The humanized monoclonal antibody bevacizumab (Avastin; Genentech /Roche, San Francisco, CA, USA) is used in the treatment of many retinal diseases, primarily choroidal neovascularization and age-related macular degeneration. Bevacizumab selectively inhibits VEGF, prevents abnormal vasculature formation and limits vascular permeability.11,12Considering these effects of anti-VEGF therapy, we applied a total of three intravitreal anti-VEGF injections at one-month intervals in our patient with subretinal hemorrhage, despite the lack of clear guidance on this topic. An increase in visual acuity was achieved, atrophy at the fovea and damage at the IS/OS border resulted in permanent functional loss.

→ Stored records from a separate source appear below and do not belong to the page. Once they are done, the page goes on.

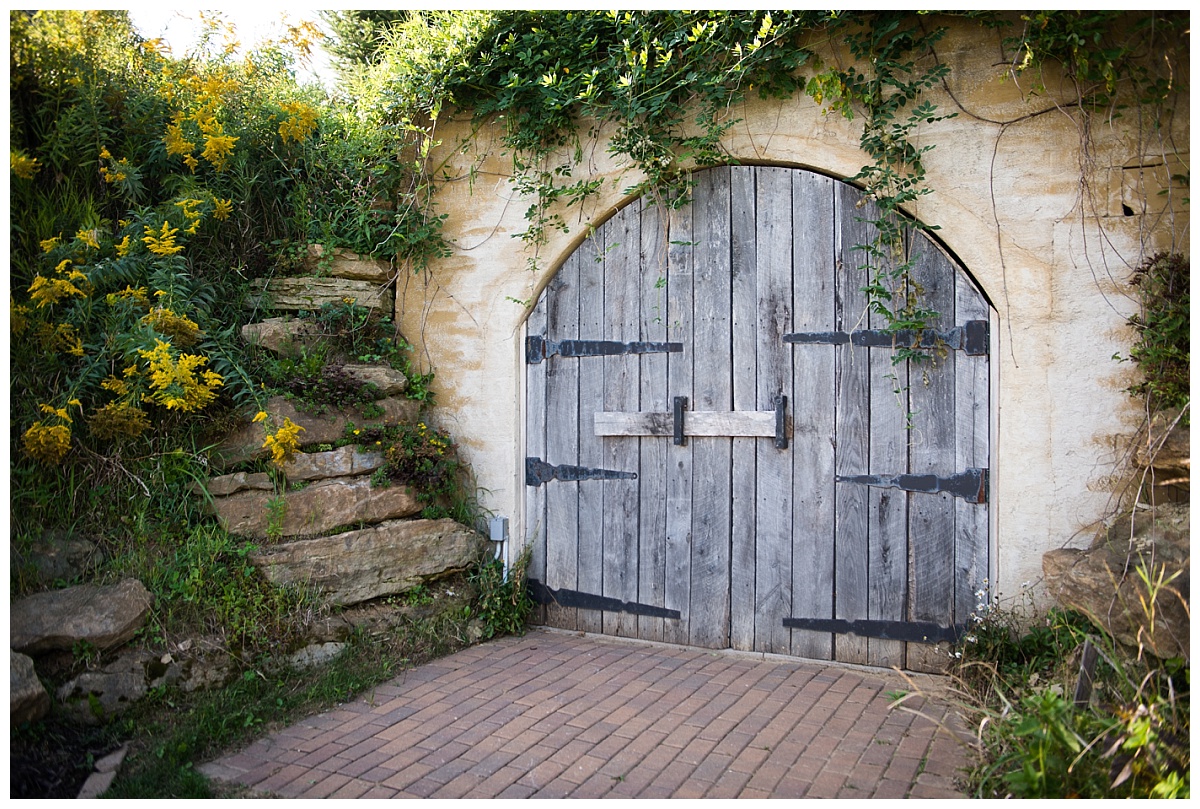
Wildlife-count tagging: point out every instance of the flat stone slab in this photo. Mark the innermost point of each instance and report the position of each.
(103, 616)
(28, 700)
(315, 509)
(246, 444)
(309, 294)
(384, 559)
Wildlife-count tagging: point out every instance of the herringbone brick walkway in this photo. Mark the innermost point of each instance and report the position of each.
(559, 714)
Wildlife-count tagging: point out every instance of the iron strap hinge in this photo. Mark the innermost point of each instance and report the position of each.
(538, 472)
(912, 631)
(538, 348)
(970, 337)
(970, 485)
(571, 598)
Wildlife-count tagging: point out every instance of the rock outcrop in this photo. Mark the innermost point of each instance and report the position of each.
(102, 616)
(1105, 581)
(357, 565)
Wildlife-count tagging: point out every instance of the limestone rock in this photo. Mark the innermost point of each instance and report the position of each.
(315, 509)
(59, 556)
(1103, 581)
(316, 654)
(226, 485)
(283, 335)
(28, 700)
(383, 559)
(389, 381)
(343, 462)
(103, 616)
(246, 444)
(310, 293)
(346, 264)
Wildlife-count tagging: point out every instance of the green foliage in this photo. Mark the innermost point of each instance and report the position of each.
(503, 601)
(1163, 349)
(1129, 741)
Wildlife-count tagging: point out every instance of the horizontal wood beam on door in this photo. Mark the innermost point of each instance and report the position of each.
(753, 424)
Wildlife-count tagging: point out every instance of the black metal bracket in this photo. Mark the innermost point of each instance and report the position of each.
(538, 472)
(678, 407)
(538, 348)
(970, 337)
(781, 421)
(970, 485)
(571, 598)
(912, 631)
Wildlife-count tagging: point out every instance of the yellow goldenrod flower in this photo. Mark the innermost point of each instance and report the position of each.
(177, 144)
(22, 166)
(88, 238)
(163, 243)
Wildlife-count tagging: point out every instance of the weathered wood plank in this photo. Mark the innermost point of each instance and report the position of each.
(589, 553)
(773, 480)
(971, 411)
(622, 274)
(743, 371)
(679, 462)
(563, 439)
(760, 424)
(888, 521)
(712, 390)
(813, 412)
(931, 531)
(535, 445)
(652, 467)
(852, 412)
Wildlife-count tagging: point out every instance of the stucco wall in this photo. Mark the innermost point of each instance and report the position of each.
(1038, 221)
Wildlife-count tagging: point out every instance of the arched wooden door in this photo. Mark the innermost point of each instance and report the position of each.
(719, 449)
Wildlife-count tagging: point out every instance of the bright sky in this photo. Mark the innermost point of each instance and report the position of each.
(253, 22)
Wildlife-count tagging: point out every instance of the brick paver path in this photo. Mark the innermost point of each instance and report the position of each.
(559, 714)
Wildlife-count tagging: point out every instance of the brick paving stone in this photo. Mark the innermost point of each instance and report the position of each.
(556, 714)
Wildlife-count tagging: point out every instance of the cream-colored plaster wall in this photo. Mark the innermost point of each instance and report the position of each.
(1044, 238)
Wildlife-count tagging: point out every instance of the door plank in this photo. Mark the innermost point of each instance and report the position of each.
(589, 552)
(852, 454)
(679, 461)
(622, 273)
(931, 539)
(743, 370)
(712, 390)
(535, 445)
(813, 412)
(971, 408)
(888, 523)
(653, 396)
(773, 478)
(563, 439)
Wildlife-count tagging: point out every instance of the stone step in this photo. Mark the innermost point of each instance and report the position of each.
(383, 559)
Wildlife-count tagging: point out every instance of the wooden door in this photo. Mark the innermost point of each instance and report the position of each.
(719, 449)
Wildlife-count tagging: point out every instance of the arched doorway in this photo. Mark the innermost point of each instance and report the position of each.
(719, 449)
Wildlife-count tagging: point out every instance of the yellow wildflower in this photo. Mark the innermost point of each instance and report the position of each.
(300, 124)
(177, 144)
(283, 443)
(89, 238)
(47, 443)
(22, 166)
(163, 243)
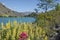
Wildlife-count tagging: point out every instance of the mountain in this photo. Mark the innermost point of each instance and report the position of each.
(4, 11)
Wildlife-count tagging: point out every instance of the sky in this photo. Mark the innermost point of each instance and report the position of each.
(20, 5)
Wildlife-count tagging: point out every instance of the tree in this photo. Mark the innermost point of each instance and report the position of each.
(36, 10)
(57, 7)
(46, 4)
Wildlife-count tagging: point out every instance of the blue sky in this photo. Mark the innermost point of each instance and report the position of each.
(20, 5)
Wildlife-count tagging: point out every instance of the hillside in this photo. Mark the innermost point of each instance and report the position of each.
(4, 11)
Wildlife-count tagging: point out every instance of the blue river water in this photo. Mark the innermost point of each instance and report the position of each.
(18, 19)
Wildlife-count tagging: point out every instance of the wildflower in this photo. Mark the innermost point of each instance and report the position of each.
(23, 36)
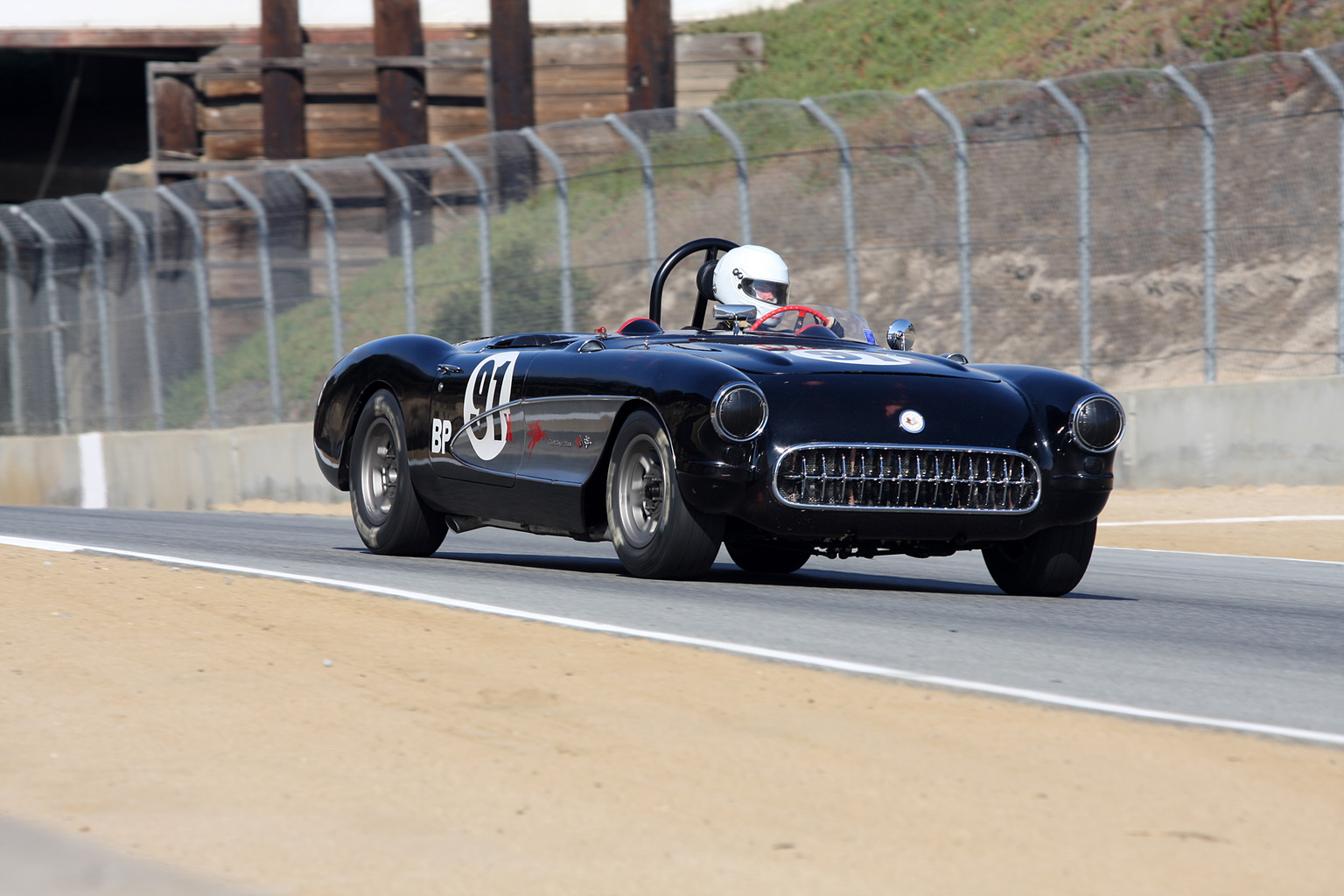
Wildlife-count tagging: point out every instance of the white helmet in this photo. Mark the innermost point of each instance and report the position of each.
(754, 276)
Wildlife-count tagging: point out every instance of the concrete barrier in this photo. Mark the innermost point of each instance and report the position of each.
(1285, 431)
(170, 471)
(1289, 431)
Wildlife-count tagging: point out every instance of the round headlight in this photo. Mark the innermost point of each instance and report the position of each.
(1098, 422)
(739, 411)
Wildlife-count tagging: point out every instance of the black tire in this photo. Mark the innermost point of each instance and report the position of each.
(656, 535)
(388, 514)
(1046, 564)
(766, 559)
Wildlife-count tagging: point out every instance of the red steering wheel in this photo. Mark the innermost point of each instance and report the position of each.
(807, 318)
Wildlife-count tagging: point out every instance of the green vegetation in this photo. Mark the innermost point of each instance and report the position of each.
(819, 47)
(521, 293)
(815, 47)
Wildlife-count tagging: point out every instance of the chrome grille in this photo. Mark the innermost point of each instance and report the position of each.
(906, 479)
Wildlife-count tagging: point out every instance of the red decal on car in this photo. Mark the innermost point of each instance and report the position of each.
(534, 434)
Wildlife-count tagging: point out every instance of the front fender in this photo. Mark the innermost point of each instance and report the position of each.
(402, 364)
(1053, 396)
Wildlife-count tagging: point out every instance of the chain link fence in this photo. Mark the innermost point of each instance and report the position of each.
(1135, 226)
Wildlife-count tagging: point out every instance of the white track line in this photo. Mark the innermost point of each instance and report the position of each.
(1234, 519)
(726, 647)
(1233, 556)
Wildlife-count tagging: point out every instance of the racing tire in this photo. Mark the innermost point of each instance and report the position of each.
(656, 535)
(388, 514)
(767, 559)
(1046, 564)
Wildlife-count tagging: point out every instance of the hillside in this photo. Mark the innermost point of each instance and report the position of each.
(820, 47)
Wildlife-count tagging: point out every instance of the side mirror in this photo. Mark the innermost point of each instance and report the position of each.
(735, 313)
(900, 335)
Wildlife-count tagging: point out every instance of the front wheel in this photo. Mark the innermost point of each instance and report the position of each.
(388, 514)
(656, 535)
(1046, 564)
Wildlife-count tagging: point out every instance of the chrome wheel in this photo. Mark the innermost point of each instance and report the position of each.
(388, 514)
(641, 485)
(379, 472)
(654, 534)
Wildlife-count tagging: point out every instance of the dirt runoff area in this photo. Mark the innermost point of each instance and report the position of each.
(310, 740)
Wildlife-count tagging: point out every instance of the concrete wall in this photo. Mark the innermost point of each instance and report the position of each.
(171, 471)
(1286, 431)
(1289, 431)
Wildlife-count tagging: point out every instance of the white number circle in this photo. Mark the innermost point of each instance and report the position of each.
(844, 356)
(491, 386)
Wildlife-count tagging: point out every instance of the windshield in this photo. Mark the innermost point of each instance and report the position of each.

Another type of laser-related retinal injury is full-thickness macular holes. In a study by Alsulaiman et al.,9laser-induced full-thickness macular hole was observed in four cases; anatomic and functional success was achieved in these patients with PPV, ILM peeling and silicone or gas tamponade injection.
Conclusion
Outside the medical and military fields, the use of lasers ranging from 5 to 1200 mW has become very common in entertainment centers, presentations and meetings or as toys. Our natural protective mechanisms are insufficient for lasers of this power, and extremely severe, permanent functional losses may result. Restraining the uninformed use of high-power lasers by the general public through legislation and educating the public about the harmful effects of laser light are crucial to prevent laser-related permanent retinal injuries.